Lievi segnali di ripresa per l’edilizia scolastica. Ma solo il 4% degli istituti ha una classe energetica A

Presentata la XXII edizione di Ecosistema Scuola, il report di Legambiente sulla qualità dell’edilizia scolastica che ha mappato più di 5mila istituti scolastici in quasi 100 capoluoghi di provincia.

Nel 2021 il 30,6% degli edifici scolastici necessita ancora di interventi di manutenzione straordinaria, un dato che sale al Sud (36,8%) e nelle Isole (53,8%). Solo il 4,2% delle scuole risulta essere in classe energetica A, mentre il 74,8% è fermo nelle tre ultime classi. Sono questi alcuni dei dati della XXII edizione di Ecosistema Scuola, il report di Legambiente sulla qualità dell’edilizia scolastica e dei servizi che analizza 5.616 edifici in 94 capoluoghi di provincia.

Aumentati gli interventi

Anche se nell’arco di 5 anni (2017-2021), il 59,3% degli edifici scolastici ha beneficiato di interventi di manutenzione straordinaria, nel 2021 quasi un terzo delle scuole necessita ancora di interventi straordinari.

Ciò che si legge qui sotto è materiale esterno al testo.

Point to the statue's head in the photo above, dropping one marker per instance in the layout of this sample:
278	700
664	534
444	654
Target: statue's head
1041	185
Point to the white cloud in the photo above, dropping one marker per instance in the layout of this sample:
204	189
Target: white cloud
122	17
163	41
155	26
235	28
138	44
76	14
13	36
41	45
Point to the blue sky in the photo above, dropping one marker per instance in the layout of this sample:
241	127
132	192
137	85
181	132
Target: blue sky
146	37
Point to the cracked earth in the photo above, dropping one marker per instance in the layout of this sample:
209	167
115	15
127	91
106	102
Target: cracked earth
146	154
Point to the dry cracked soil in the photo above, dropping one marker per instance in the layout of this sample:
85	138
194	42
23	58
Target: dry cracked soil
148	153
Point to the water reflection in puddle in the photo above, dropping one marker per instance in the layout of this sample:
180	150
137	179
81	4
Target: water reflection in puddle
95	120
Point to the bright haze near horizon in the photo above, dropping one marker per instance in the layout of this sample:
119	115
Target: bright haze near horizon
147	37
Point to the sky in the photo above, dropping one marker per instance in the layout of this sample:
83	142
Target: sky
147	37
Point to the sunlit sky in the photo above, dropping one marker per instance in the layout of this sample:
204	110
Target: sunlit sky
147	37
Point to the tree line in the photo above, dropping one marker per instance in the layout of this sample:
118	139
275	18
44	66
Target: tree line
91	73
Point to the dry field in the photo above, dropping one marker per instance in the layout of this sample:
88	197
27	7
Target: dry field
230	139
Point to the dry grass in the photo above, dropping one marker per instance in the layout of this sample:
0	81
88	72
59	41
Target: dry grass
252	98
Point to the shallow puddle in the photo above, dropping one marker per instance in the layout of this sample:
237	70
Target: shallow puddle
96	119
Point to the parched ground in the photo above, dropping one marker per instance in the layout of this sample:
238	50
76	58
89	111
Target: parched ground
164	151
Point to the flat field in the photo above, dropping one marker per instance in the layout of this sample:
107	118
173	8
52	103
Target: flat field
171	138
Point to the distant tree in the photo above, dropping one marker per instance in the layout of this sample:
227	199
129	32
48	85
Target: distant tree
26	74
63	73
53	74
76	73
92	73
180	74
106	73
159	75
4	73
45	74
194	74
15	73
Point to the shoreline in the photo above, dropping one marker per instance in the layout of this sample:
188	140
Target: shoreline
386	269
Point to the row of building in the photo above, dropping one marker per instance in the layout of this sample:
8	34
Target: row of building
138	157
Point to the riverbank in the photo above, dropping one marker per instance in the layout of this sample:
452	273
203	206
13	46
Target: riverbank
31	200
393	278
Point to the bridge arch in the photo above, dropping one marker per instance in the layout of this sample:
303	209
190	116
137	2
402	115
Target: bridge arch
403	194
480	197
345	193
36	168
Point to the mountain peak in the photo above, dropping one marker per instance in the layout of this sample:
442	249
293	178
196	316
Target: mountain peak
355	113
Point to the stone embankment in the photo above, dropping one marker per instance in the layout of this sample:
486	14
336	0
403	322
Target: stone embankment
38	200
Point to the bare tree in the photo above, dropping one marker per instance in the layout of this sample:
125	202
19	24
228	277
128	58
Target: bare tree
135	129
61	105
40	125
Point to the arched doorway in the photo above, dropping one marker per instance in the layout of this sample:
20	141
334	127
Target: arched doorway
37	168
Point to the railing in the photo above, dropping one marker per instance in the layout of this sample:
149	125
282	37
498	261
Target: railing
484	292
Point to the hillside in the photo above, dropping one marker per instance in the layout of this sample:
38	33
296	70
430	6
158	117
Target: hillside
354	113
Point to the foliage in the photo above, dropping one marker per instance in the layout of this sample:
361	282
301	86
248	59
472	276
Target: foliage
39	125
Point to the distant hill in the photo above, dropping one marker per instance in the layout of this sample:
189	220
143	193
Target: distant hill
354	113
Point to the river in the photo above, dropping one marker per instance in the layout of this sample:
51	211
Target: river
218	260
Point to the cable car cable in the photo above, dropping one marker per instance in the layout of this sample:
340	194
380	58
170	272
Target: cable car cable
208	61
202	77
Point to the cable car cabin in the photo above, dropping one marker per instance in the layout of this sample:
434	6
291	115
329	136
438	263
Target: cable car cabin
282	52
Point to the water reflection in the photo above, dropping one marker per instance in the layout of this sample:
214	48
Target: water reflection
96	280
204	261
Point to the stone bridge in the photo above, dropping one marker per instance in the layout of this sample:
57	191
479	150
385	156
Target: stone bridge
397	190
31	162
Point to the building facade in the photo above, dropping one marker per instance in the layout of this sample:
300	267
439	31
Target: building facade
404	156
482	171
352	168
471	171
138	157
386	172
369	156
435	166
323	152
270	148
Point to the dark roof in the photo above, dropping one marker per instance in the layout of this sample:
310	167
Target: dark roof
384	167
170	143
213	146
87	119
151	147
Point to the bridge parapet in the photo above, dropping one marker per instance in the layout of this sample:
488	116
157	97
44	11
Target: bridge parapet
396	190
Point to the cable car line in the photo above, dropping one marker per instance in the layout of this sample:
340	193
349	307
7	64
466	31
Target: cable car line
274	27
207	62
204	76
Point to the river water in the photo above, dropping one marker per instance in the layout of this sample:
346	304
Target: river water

Ci sono “lievi miglioramenti” che, secondo il presidente di Legambiante Stefano Ciafani, “rischiano, in assenza di interventi diffusi e rapidi, di non superare mai il cronico stato di emergenza”.

L’appello al ministro Valditara

Per questo Legambiente lancia un appello al ministro dell’Istruzione e del Merito Giuseppe Valditara presentando un pacchetto di 10 proposte. Si tratta di interventi da realizzare in tempi brevi partendo dai territori più fragili e con gap infrastrutturale, per una scuola più sicura, inclusiva, innovativa e meno energivora.

Le 10 proposte di Legambiente

“Sarà fondamentale – spiega la responsabile ufficio scuola Legambiente, Claudia Cappelletti – pensare alla riqualificazione delle nostre scuole come a un cantiere di rigenerazione urbana, sociale e educativa, condividendo il tutto con la comunità locale che si fa comunità educante, per attuare percorsi condivisi attraverso la coprogettazione sia nei servizi che nella riqualificazione e costruzione di nuove scuole”.

L’associazione chiede, innanzitutto, più attenzione verso i territori più fragili individuando modalità alternative di affidamento dei fondi attraverso bandi e dando supporto tecnico e amministrativo agli Enti Locali più in difficoltà; l’attivazione di processi di amministrazione condivisa sulla base di patti educativi di comunità e definire un sistema complessivo dei servizi essenziali inerenti l’istruzione e procedere al suo progressivo finanziamento, al fine di superare divari territoriali e assenza di servizi e opportunità.